/OfflineLimiter

Proof of concept true peak limiter. It's too heavy so processing is done on offline.

Primary LanguageC++GNU General Public License v2.0GPL-2.0

Offline Limiter

Offline Limiter is an almost true-peak limiter. "Almost" here means that accuracy depends on up-sampling ratio.

2 different multirate technique is used. One is FIR polyphase, and other is using FFT. Default is FIR polyphase because FFT up-sampling requires large amount of memory.

It runs offline because it's too heavy.

Known Bug

When input signal contains sudden amplitude change, and FIR polyphase up-sampling is used, limiting may fail as output exceeds 0 dB. Mitigation is to apply limiter again, or use FFT up-sampling by setting 2 or greater number to --upsample.

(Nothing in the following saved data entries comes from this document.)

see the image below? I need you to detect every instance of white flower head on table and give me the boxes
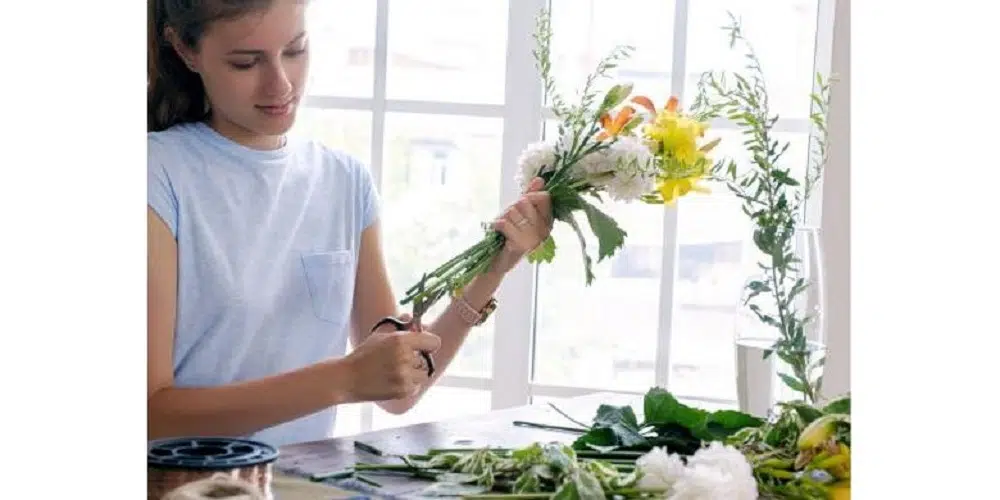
[635,446,687,491]
[636,442,758,500]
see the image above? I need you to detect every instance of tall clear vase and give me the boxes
[734,226,828,417]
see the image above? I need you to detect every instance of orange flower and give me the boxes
[594,95,687,141]
[595,106,636,141]
[632,95,679,115]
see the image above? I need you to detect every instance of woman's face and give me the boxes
[172,0,309,145]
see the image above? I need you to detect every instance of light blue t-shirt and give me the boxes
[147,121,379,447]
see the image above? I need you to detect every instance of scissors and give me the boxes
[370,280,440,377]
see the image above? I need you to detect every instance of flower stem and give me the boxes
[401,234,505,308]
[352,463,415,472]
[459,488,666,499]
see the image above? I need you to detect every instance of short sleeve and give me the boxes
[147,140,179,237]
[357,158,381,230]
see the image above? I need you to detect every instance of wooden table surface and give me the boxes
[275,392,641,498]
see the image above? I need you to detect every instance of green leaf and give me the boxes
[569,469,606,500]
[642,387,708,432]
[527,235,556,264]
[702,410,765,440]
[512,469,543,493]
[427,453,462,469]
[578,198,627,262]
[542,443,576,475]
[645,424,701,456]
[594,404,640,429]
[572,427,619,451]
[591,404,646,448]
[775,401,824,425]
[778,372,808,393]
[599,82,633,110]
[822,395,851,415]
[552,480,580,500]
[511,442,545,466]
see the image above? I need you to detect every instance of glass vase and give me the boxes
[734,226,828,417]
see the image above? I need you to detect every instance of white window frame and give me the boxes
[307,0,845,431]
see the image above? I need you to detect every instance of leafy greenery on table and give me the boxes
[347,387,766,498]
[568,387,765,456]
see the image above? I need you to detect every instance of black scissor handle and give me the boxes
[370,315,435,377]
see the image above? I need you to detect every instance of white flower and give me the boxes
[603,136,657,201]
[565,135,656,202]
[667,463,738,500]
[515,140,558,190]
[635,447,687,492]
[668,443,758,500]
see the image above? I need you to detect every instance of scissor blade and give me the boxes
[409,301,425,331]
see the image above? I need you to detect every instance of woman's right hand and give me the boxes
[342,316,442,402]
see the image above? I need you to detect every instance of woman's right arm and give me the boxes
[146,207,356,440]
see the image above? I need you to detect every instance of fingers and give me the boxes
[402,330,442,353]
[521,177,552,226]
[384,334,435,398]
[524,191,553,229]
[493,187,553,255]
[524,176,544,193]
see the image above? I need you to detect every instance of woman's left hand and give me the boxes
[491,177,553,274]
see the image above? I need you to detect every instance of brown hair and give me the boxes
[147,0,273,132]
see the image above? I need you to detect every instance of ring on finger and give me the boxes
[515,218,530,227]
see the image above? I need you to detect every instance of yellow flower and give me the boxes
[646,118,704,164]
[638,96,711,165]
[656,175,710,205]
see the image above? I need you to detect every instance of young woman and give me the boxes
[147,0,553,447]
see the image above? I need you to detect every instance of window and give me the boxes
[297,0,840,436]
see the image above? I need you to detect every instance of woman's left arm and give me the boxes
[349,178,552,414]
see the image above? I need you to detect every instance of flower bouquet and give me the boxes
[399,9,722,309]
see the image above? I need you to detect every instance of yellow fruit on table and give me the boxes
[829,443,850,479]
[827,480,850,500]
[797,414,850,451]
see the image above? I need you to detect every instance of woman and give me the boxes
[147,0,553,447]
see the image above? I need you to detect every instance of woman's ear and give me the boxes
[164,26,199,73]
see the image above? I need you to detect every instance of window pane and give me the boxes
[380,114,503,377]
[331,403,364,438]
[531,124,663,392]
[685,0,819,120]
[549,0,676,104]
[290,108,372,165]
[305,1,375,97]
[372,387,492,431]
[667,131,811,402]
[385,0,509,104]
[702,128,813,185]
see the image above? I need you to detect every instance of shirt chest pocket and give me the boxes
[301,250,355,327]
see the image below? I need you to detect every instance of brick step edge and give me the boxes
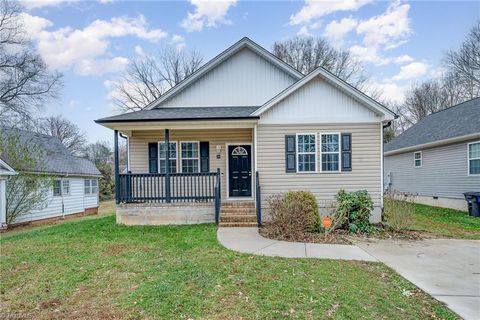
[220,215,257,222]
[219,222,258,227]
[221,203,255,208]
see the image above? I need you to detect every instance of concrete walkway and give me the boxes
[355,238,480,320]
[217,227,376,261]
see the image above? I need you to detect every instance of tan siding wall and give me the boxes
[129,129,253,200]
[256,123,382,208]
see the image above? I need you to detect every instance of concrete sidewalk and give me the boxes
[217,227,377,261]
[355,238,480,320]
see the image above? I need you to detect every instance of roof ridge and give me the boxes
[425,97,480,117]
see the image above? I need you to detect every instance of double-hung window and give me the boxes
[468,142,480,175]
[84,179,98,195]
[321,133,340,172]
[54,179,70,196]
[414,151,422,168]
[159,141,177,173]
[181,141,200,173]
[297,134,316,172]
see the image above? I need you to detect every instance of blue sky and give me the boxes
[20,0,480,144]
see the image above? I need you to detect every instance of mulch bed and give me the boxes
[259,225,352,245]
[260,223,437,245]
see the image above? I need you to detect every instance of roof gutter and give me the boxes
[385,132,480,156]
[95,116,260,124]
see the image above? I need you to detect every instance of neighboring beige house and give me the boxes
[96,37,396,226]
[385,98,480,211]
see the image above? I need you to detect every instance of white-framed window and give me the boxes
[53,180,61,196]
[159,141,177,173]
[414,151,422,168]
[62,180,70,195]
[468,141,480,175]
[84,179,98,195]
[54,179,70,196]
[296,133,317,172]
[180,141,200,173]
[320,133,340,172]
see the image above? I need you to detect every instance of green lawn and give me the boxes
[0,207,458,319]
[411,204,480,239]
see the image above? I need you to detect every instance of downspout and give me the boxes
[380,121,392,218]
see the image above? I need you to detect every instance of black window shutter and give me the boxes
[285,135,296,173]
[148,142,158,173]
[200,141,210,172]
[341,133,352,172]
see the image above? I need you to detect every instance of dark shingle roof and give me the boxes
[1,128,100,176]
[95,106,260,123]
[385,98,480,153]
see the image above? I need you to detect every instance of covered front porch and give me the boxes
[106,118,262,226]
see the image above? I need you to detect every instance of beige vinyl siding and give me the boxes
[385,139,480,199]
[256,123,382,208]
[129,128,253,200]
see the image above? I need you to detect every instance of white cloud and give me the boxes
[134,45,145,56]
[369,81,407,103]
[181,0,237,32]
[393,55,414,64]
[75,57,129,76]
[349,45,390,65]
[392,62,429,81]
[298,21,321,37]
[356,1,411,49]
[290,0,373,25]
[25,14,166,75]
[324,17,357,42]
[20,12,53,35]
[21,0,112,9]
[170,34,186,51]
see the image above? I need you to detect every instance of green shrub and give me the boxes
[331,189,373,233]
[265,191,320,240]
[384,192,415,232]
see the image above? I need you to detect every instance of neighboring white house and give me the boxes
[0,157,17,229]
[385,98,480,211]
[0,128,101,226]
[96,37,396,226]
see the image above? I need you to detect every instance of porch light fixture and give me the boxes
[216,145,222,159]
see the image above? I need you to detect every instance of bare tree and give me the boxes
[111,47,203,112]
[0,0,62,124]
[444,21,480,99]
[273,37,368,89]
[33,115,87,156]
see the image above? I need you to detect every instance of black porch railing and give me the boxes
[255,171,262,227]
[117,169,221,206]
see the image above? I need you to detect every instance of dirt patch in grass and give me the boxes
[259,224,351,244]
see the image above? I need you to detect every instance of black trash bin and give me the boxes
[463,192,480,217]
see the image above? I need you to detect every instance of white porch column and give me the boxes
[0,178,6,228]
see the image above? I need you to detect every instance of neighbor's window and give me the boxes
[468,142,480,175]
[54,179,70,196]
[62,180,70,195]
[321,133,340,172]
[53,180,61,196]
[159,141,177,173]
[181,141,199,173]
[84,179,98,195]
[297,134,316,172]
[414,151,422,168]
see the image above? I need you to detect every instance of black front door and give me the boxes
[228,145,252,197]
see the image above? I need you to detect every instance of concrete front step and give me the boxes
[220,215,257,223]
[219,222,258,227]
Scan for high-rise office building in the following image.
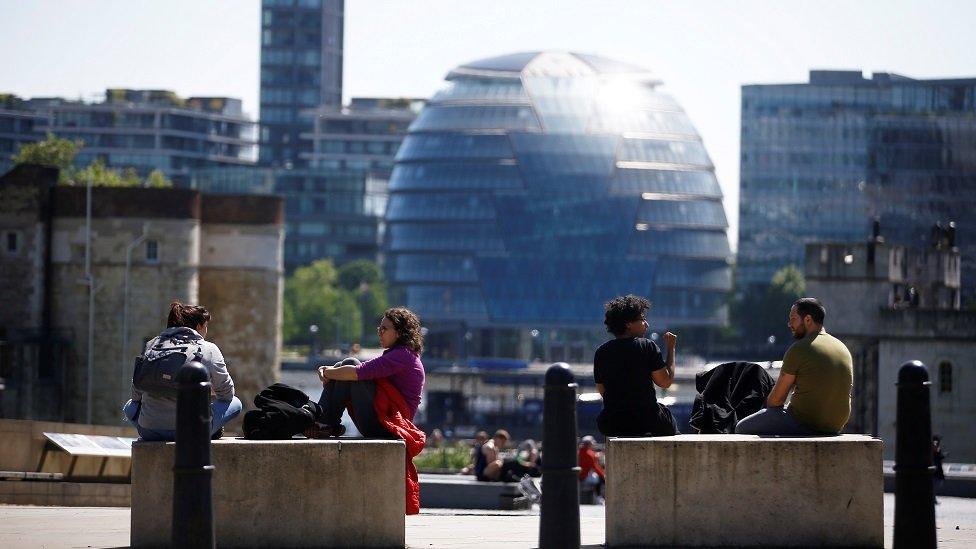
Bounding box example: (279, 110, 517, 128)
(0, 94, 45, 172)
(387, 52, 733, 361)
(259, 0, 344, 168)
(739, 70, 976, 296)
(302, 97, 422, 174)
(193, 97, 419, 270)
(1, 89, 257, 185)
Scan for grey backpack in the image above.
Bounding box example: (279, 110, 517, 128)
(132, 335, 204, 398)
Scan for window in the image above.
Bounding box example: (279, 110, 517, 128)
(146, 240, 159, 263)
(938, 361, 953, 393)
(3, 231, 20, 255)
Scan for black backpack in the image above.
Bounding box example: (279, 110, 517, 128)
(132, 334, 204, 398)
(243, 383, 323, 440)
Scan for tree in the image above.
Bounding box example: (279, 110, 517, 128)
(72, 159, 129, 187)
(337, 259, 383, 291)
(732, 264, 806, 351)
(13, 133, 174, 188)
(12, 133, 83, 183)
(145, 169, 174, 188)
(338, 260, 389, 340)
(282, 260, 362, 346)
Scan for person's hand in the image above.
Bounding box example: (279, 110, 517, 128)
(317, 365, 330, 386)
(664, 331, 677, 350)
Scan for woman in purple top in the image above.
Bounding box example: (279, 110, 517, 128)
(307, 307, 426, 438)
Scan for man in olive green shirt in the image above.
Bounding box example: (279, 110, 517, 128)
(736, 297, 853, 436)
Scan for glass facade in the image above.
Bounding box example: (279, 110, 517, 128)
(739, 70, 976, 296)
(191, 97, 416, 270)
(0, 97, 43, 172)
(301, 97, 421, 173)
(190, 166, 386, 270)
(2, 90, 256, 184)
(259, 0, 344, 168)
(386, 52, 733, 358)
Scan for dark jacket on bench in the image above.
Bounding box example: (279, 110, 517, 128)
(243, 383, 322, 439)
(690, 362, 774, 434)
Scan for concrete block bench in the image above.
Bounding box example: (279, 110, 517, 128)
(606, 434, 883, 548)
(131, 438, 405, 548)
(418, 473, 529, 510)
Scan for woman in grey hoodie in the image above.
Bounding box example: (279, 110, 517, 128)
(122, 301, 241, 441)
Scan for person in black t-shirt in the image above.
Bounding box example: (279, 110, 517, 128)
(594, 295, 678, 437)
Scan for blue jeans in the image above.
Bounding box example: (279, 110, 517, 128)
(734, 406, 823, 436)
(122, 397, 243, 441)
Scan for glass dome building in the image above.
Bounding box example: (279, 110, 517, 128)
(386, 52, 732, 360)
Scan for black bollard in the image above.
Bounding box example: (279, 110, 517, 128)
(893, 360, 936, 549)
(540, 363, 580, 549)
(172, 361, 215, 549)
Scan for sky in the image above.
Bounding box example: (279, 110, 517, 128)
(3, 0, 975, 249)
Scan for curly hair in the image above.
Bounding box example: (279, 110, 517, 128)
(604, 294, 650, 337)
(385, 307, 424, 353)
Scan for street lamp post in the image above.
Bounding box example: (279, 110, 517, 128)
(120, 223, 149, 404)
(308, 325, 319, 367)
(358, 281, 370, 346)
(84, 173, 94, 424)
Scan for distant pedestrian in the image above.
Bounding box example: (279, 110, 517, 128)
(578, 435, 605, 502)
(428, 428, 445, 448)
(499, 438, 541, 482)
(933, 435, 947, 502)
(736, 298, 853, 436)
(460, 431, 489, 476)
(474, 429, 510, 482)
(594, 295, 678, 437)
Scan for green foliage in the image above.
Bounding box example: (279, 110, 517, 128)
(283, 260, 361, 345)
(0, 93, 23, 109)
(731, 264, 806, 346)
(145, 169, 174, 188)
(283, 259, 391, 346)
(12, 133, 83, 182)
(337, 259, 383, 291)
(770, 264, 805, 297)
(72, 159, 138, 187)
(412, 443, 474, 473)
(12, 133, 173, 188)
(337, 260, 389, 340)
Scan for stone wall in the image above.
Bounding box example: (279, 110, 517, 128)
(878, 339, 976, 461)
(0, 165, 56, 331)
(807, 240, 975, 461)
(2, 174, 284, 427)
(50, 216, 199, 424)
(198, 195, 284, 416)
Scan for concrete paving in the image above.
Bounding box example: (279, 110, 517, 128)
(0, 494, 973, 548)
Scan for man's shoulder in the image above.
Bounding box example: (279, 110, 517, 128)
(815, 331, 853, 361)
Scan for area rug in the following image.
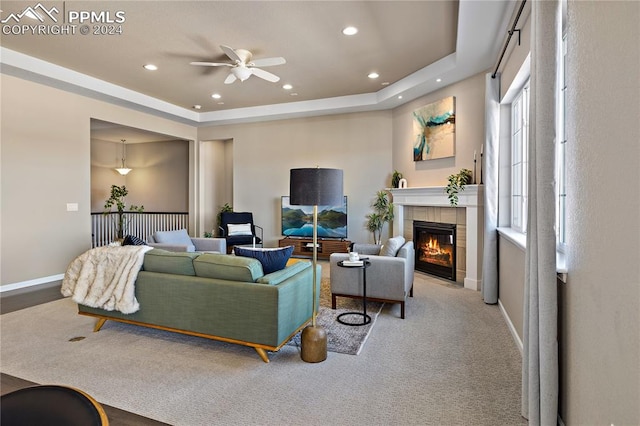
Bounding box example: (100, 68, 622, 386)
(287, 278, 383, 355)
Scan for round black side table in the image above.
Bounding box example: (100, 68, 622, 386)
(336, 259, 371, 326)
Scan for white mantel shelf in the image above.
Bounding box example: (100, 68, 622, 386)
(390, 185, 484, 291)
(389, 185, 483, 208)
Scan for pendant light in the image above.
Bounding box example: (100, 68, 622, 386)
(115, 139, 132, 175)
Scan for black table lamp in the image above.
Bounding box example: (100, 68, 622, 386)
(290, 167, 343, 363)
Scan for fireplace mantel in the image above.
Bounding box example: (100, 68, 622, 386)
(390, 185, 483, 208)
(390, 185, 484, 291)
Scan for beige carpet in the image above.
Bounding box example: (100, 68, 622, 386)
(0, 269, 525, 425)
(288, 278, 383, 355)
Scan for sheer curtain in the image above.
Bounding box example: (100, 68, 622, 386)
(522, 0, 559, 424)
(482, 73, 500, 305)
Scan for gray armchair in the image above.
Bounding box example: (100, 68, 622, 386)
(147, 228, 226, 253)
(329, 238, 415, 319)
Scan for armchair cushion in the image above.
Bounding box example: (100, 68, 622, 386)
(227, 223, 253, 236)
(351, 243, 382, 256)
(379, 236, 406, 257)
(152, 229, 195, 252)
(191, 238, 226, 254)
(234, 246, 294, 274)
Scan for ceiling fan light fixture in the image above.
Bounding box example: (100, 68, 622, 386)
(232, 66, 252, 82)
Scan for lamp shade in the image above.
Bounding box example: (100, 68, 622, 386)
(289, 168, 343, 206)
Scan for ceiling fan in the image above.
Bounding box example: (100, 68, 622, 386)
(190, 45, 286, 84)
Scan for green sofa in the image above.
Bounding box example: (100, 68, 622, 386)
(77, 249, 319, 362)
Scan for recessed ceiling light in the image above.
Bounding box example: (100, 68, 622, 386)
(381, 82, 390, 86)
(368, 72, 379, 79)
(193, 105, 201, 109)
(143, 64, 158, 71)
(290, 93, 298, 96)
(398, 95, 403, 99)
(436, 78, 442, 82)
(342, 26, 358, 36)
(282, 84, 293, 90)
(211, 93, 222, 99)
(217, 102, 225, 105)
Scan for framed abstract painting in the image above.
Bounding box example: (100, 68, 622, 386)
(412, 96, 456, 161)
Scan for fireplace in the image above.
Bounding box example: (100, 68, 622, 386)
(413, 221, 456, 281)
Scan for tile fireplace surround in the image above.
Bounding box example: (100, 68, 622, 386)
(390, 185, 484, 291)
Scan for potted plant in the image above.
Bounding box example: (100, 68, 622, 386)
(445, 168, 473, 206)
(216, 203, 233, 236)
(366, 190, 395, 244)
(103, 185, 144, 240)
(391, 170, 403, 188)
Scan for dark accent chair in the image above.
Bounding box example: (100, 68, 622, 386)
(0, 385, 109, 425)
(219, 211, 263, 253)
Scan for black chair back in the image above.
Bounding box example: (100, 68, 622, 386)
(220, 211, 255, 235)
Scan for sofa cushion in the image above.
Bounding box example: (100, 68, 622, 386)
(194, 253, 264, 282)
(153, 229, 195, 252)
(234, 246, 294, 274)
(256, 259, 311, 285)
(143, 249, 199, 276)
(379, 236, 406, 257)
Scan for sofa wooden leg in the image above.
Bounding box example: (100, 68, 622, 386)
(410, 285, 414, 297)
(255, 347, 270, 363)
(331, 294, 337, 309)
(400, 302, 405, 319)
(93, 318, 107, 332)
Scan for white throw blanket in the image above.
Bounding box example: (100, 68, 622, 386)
(61, 245, 153, 314)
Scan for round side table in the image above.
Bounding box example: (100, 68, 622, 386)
(336, 259, 371, 326)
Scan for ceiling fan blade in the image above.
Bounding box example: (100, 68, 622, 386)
(220, 45, 242, 63)
(251, 67, 280, 83)
(190, 62, 232, 67)
(250, 57, 286, 67)
(224, 73, 237, 84)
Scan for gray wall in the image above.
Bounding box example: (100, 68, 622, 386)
(91, 139, 189, 212)
(562, 1, 639, 423)
(392, 72, 486, 187)
(197, 111, 394, 247)
(0, 74, 197, 286)
(498, 236, 525, 345)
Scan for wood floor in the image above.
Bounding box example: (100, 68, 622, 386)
(1, 284, 169, 426)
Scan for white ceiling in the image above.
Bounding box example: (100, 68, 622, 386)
(0, 1, 517, 127)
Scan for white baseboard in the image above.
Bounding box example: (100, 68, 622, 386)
(1, 274, 65, 294)
(498, 299, 523, 354)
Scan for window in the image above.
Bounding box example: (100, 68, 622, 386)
(511, 81, 529, 233)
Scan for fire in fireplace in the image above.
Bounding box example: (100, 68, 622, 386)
(413, 221, 456, 281)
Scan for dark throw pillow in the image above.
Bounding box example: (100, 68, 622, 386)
(123, 235, 147, 246)
(234, 246, 294, 274)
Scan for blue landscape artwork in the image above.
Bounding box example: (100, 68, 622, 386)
(413, 96, 456, 161)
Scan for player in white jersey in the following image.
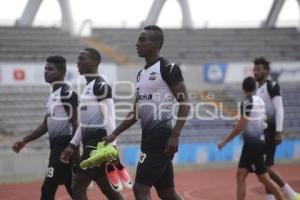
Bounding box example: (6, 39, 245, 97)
(60, 48, 125, 200)
(104, 25, 190, 200)
(12, 56, 79, 200)
(253, 57, 299, 200)
(218, 76, 287, 200)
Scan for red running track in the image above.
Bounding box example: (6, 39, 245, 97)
(1, 164, 299, 200)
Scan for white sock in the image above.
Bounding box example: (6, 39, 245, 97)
(266, 194, 275, 200)
(282, 183, 297, 198)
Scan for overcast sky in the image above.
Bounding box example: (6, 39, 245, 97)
(0, 0, 299, 28)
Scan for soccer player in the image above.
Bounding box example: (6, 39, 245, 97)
(104, 25, 190, 200)
(253, 57, 300, 200)
(218, 76, 287, 200)
(60, 48, 124, 200)
(12, 56, 78, 200)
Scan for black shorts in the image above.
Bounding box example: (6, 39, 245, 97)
(264, 127, 277, 167)
(46, 135, 73, 184)
(46, 149, 73, 184)
(77, 129, 107, 178)
(135, 150, 174, 190)
(238, 142, 267, 175)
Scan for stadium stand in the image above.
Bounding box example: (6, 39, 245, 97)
(93, 27, 300, 65)
(0, 26, 86, 62)
(0, 26, 300, 149)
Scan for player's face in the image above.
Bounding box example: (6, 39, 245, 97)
(253, 64, 267, 82)
(136, 31, 156, 57)
(44, 62, 61, 83)
(77, 51, 95, 75)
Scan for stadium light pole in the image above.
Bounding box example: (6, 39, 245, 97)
(141, 0, 194, 29)
(15, 0, 74, 35)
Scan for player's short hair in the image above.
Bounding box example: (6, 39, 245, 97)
(46, 55, 66, 72)
(84, 48, 101, 66)
(242, 76, 256, 92)
(144, 25, 164, 49)
(253, 57, 270, 71)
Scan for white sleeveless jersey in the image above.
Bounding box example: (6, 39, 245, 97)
(241, 95, 266, 143)
(79, 76, 112, 138)
(46, 84, 78, 140)
(136, 57, 184, 135)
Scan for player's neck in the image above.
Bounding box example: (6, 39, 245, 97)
(51, 82, 65, 92)
(244, 91, 253, 97)
(85, 75, 98, 83)
(258, 78, 267, 87)
(144, 54, 160, 69)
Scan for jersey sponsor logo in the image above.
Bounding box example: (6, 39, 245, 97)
(138, 93, 153, 100)
(80, 105, 88, 111)
(46, 112, 56, 117)
(149, 71, 158, 80)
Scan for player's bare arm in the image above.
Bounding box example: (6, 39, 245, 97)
(165, 81, 190, 157)
(12, 115, 48, 153)
(217, 116, 247, 150)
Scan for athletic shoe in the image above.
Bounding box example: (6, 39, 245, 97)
(291, 193, 300, 200)
(80, 142, 118, 169)
(117, 165, 133, 189)
(105, 163, 123, 191)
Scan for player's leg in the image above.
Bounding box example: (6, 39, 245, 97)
(72, 172, 92, 200)
(40, 176, 59, 200)
(236, 168, 249, 200)
(258, 173, 287, 200)
(265, 143, 285, 185)
(265, 142, 299, 199)
(156, 187, 182, 200)
(64, 172, 73, 198)
(133, 182, 151, 200)
(40, 158, 61, 200)
(93, 170, 124, 200)
(155, 161, 182, 200)
(236, 143, 251, 200)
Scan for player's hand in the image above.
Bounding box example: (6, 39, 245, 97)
(12, 140, 26, 153)
(217, 140, 226, 150)
(103, 133, 117, 144)
(165, 134, 179, 158)
(60, 146, 74, 164)
(275, 132, 283, 145)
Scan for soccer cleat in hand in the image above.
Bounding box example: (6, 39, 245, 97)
(80, 142, 118, 169)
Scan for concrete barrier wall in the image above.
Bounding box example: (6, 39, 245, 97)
(2, 139, 300, 181)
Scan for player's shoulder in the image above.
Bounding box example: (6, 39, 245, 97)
(242, 95, 253, 104)
(266, 79, 280, 88)
(159, 57, 180, 74)
(60, 83, 77, 98)
(93, 76, 111, 89)
(159, 57, 178, 68)
(93, 76, 112, 99)
(266, 79, 281, 97)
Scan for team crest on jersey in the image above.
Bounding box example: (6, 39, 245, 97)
(85, 88, 91, 94)
(149, 71, 158, 80)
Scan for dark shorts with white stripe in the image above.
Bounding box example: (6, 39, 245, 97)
(238, 142, 267, 175)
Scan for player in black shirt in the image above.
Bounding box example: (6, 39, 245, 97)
(218, 77, 286, 200)
(254, 57, 299, 200)
(60, 48, 124, 200)
(104, 25, 190, 200)
(12, 56, 79, 200)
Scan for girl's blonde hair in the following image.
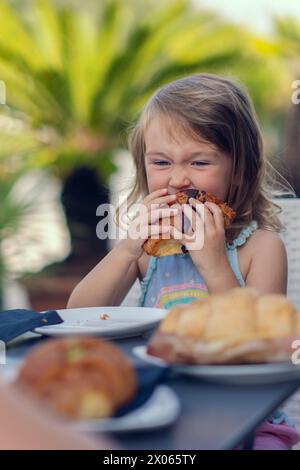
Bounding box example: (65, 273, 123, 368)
(117, 73, 294, 241)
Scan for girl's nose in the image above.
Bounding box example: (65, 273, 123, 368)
(169, 166, 191, 188)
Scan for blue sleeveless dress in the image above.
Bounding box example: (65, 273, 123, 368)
(137, 220, 298, 437)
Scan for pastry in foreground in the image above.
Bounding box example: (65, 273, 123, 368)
(16, 337, 137, 419)
(143, 188, 236, 257)
(147, 288, 300, 364)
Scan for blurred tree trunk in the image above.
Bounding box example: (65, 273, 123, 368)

Possible reason is distortion introduced in limiting process. On up-sampled signal, limiter produces frequency components higher than source Nyquist frequency. However, down-sampler truncates them. This truncation changes the peak in down-sampled signal.


When --fadeout is non-zero, --trim is set, and FIR polyphase up-sampling is used, fade-out is only partially applied to output. Current implementation doesn't account the length of trim.

Build

Requires C++ compiler with C++20 support.

Dependencies are following.

  • Boost::program_options
  • Boost::exception
  • FFTW3
  • libsndfile

Windows

  1. Install Visual Studio with C++20 support.
  2. Install CMake.
  3. Install vcpkg and dependency listed above.
  4. Run following command on PowerShell.
cd OfflineLimiter
./build.ps1

offlinelimiter.exe will be built into build/Release.

Non-Windows

Some modification to top level CMakeLists.txt is required.

Changing following part:

target_compile_options(${PROJECT_NAME} PRIVATE
  /W4
  /fp:fast
  # /Qvec-report:1
)

to:

target_compile_options(${PROJECT_NAME} PRIVATE
  -Wall
  -O3
  -ffast-math
)

might do the trick for g++ and clang++.

After modification, following command might work. On macOS, it might be better to add -GXcode option at line 🤔.

cd OfflineLimiter
cmake -S . -B build -DCMAKE_BUILD_TYPE=Release # 🤔
cmake --build build --config release

Usage

Output format is fixed to 32-bit float WAV.

Detail of limiter parameter is written in BasicLimiter manual linked below. The limiter algorithm is the same. Only multirate processing part is changed.

Below is the list of command line options.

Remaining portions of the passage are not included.